Well of course jenny has to out her .02 in here. This is plain bullshit in my opinion although it does depend upon who you are and what condition your in when you start training obliques and intercostals. 

I do 25lb obliques every second day and iron crosses and lateral planche holds and my waist is 25" so that theory is out.

For a couple of the comments before. 

Cardio isnt nessesary but low bodyfat is to be able to see those abs. However some people dont genetically have thick abs and so you have to build them (using resistance) or you wont be able to see them at 11%. 26% (male) is a bit too much to see them if your not a genetic freak. 

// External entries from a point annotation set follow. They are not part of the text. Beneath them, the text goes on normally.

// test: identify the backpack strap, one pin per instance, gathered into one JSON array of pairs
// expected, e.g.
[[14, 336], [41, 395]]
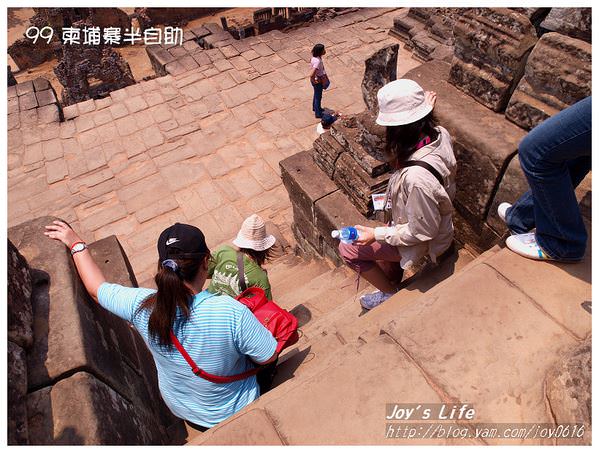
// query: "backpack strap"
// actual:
[[241, 272], [426, 166], [210, 377]]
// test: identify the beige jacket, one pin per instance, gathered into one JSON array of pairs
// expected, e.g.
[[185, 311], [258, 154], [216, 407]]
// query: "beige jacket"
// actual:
[[420, 208]]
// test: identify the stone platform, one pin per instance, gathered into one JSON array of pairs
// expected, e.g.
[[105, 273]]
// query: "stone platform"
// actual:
[[202, 147]]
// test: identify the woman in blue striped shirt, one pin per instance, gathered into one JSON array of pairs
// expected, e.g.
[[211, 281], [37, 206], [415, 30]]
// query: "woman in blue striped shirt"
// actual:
[[219, 333]]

My theory and how i make my clients train abs. Do heavy sets of low reps with a variety of movements until you feel like puking 3 times. Then your done  It works 

And Yes soduim does play a part in seeing your abs but not when you arent that lean. If you have fzt you have fat and you wont see them soduim or not 

No supplement will give you abs. Proper diet + resistance exercise and sometimes cardio = 8 pack 

And as Jen said some people dont have mini chicklet looking abs no matter what you do. But it doesnt hurt to try and get down there to see whatcha got .

My trisets for building abs are:

done in 3 sets.
20reps decline 25lb crunches
10reps a  side 25lb obliques
1min planche hold

done in 3 sets.
20reps 15lb medicine ball iron crosses
15reps standing cable rope crunches
30sec a side lateral planche holds


----------



## DeadBolt (May 16, 2004)

Well I'm coming in at little over 9% BF and I still have slim to no abs.  I never really trained them in the begining but now I do and have noticed the top 2-4 coming in.  But they are not very big abs at all, some people just don't get abs.  I have gotten this far with basicly no cardio and plan on doing some now to get those abs out for the public to see.

With a combo of low BF, proper conditions ie sodium levels, and gentics is how you get your abs.  And on a finishing note:

"Abs are made in the kitchen" Jodi


----------



## Spottieottie (May 16, 2004)

I heard that it is better to put your arms on your chest.  
Do not know why.  If you have hands behind head they should probably be right behind your ears so your not pulling your head up.  What are some good exercises to build up the obliques?


----------



## nmuriqi (May 16, 2004)

Is sodium only found in salt?


----------



## Spottieottie (May 16, 2004)

Sodium can be found in everything, just look on the nutrition fact.  I'm not sure what is considered a lot of sodium.


----------



## Downtown Guy (May 16, 2004)

*Mind/Ab connection.*

I am no expert on the subject, but wanted to share what I have learned from experience.  I apologize in advance to those who are well aware of this basic bodybuilding tennant.  But from what I've seen in the gym, many people need to hear this.     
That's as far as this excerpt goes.